The teacher needs to possess great versatility and tact in social situations. A quick insight, social ease, freedom, and self-possession are of the first importance to him. The power of sympathy, of appreciation for others' feelings and difficulties, is wholly dependent upon such social cultivation. Otherwise the teacher will be rude, even uncouth and boorish in manner, producing friction and ill-will where tact and gentleness would bring sympathy and confidence. Many people absorb this refinement of thought and manner from the social circles with which they mingle, and it is, of course, a smiling fortune that has placed a teacher's early life in a happy and cultured atmosphere, where the social sympathies and graces are absorbed almost unconsciously. But even where the earlier conditions have been less favorable, the opportunity for rapid social development and culture is most promising. The numberless cases in our country in which young people, by the strength of their energetic purpose and desire for improvement, have raised themselves not only to superior knowledge and scholarship, but also to that far greater refinement of social life and manner which we call true culture,—the numberless instances of this sort are a surprising indication of the power of education. Literature has been a potent agent in this direction. It emancipates, it sets free, the spirit of man. It lifts him above what is sordid and material, and gives him those true standards of worth with which to measure all things. It contains within itself the refining elements, the æsthetic and ethical ideals, and, best of all, it portrays human life in all its thought, feeling, and passion with such intensity and realistic fidelity that its teaching power is unparalleled.

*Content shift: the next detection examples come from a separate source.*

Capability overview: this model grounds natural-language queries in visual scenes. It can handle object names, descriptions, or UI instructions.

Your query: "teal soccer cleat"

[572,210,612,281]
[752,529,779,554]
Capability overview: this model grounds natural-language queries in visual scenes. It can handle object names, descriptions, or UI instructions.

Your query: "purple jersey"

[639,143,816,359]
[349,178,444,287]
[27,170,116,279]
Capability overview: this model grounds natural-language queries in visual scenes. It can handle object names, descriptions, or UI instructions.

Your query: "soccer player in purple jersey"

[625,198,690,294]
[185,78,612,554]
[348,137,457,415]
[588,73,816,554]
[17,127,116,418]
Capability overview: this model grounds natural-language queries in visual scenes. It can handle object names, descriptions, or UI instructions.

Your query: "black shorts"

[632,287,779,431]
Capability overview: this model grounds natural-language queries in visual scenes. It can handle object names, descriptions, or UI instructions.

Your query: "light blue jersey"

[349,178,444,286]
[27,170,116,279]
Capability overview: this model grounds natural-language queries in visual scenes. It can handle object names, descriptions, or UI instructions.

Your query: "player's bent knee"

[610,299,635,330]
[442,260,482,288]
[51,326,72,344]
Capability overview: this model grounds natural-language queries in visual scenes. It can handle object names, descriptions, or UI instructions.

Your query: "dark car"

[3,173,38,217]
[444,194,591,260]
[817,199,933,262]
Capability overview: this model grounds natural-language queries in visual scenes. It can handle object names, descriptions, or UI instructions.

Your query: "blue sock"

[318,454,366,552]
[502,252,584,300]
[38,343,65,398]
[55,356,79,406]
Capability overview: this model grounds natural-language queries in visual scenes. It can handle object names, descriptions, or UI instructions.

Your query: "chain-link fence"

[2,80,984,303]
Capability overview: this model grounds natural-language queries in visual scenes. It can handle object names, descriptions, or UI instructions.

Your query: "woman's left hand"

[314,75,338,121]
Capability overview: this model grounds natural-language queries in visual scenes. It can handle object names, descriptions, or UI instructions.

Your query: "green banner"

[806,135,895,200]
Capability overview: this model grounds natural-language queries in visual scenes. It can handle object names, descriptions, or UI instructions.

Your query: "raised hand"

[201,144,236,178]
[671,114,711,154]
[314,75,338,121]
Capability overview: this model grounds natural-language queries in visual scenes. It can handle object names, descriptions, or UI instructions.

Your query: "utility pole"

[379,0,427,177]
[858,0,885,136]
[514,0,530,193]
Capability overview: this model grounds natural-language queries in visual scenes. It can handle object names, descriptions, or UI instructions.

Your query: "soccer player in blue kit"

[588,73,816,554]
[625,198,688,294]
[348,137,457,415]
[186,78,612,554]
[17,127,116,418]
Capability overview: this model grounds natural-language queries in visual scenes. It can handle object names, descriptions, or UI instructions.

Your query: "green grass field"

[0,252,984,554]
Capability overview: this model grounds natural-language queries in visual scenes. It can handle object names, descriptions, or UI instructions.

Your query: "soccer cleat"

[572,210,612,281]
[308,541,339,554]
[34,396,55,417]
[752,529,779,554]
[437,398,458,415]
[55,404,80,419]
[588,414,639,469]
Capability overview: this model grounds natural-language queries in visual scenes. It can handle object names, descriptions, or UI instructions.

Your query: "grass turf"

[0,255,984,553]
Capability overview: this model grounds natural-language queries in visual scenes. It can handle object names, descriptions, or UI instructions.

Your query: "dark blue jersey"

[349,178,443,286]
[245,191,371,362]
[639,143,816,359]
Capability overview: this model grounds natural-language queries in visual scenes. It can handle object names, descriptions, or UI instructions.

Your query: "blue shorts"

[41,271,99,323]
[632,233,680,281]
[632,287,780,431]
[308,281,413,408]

This potentiality of the better literature to produce such noble results in the higher range of culture is dependent upon conditions. No one will understand literature who does not study and understand ordinary life as it surrounds him; who does not constantly draw upon his own experience in interpreting the characters portrayed in books. No stupid or unobservant person will be made wise through books, be they never so choice. Even the student who works laboriously at his text-books, but has no eye nor care for the people or doings about him, is getting only the mechanical side of education, and is losing the better part. He who will draw riches out of books must put his intellect and sympathy, his whole enthusiastic better self, into them.
The indwelling virtue of great books is that they demand this intense awakening, this complete absorption of the whole self. The mind of a child and of a man or woman has to stretch itself to the utmost limit to take in the message of a great writer. One feels the old barriers giving way and the mind expanding to the conception of larger things. Speaking of the ancient drama at Athens, Shelley says, "The imagination is enlarged by a sympathy with pains and passions so mighty that they distend in their conception the capacity of that by which they are conceived."
Those who have received into the inner self the expansive energy of noble thought and social culture, are the better qualified, from the rich variety of the inner life, to act effectively upon the complex conditions and forces of the outer world. The teacher whose inner life is teeming with these rich sympathies and potent ideals will react with greater prudence and tact upon the kaleidoscopic conditions of a school.
Practical social life and literature are not distinct modes of culture. They are one, they interact upon each other in scores of ways. Give a teacher social opportunities, give him the best of our literature, let these two work their full influence upon him,—then, if he cannot become a teacher, it is a hopeless case. Let him go to the shop, to the farm, to the legislature; there is no place for him in the schoolroom.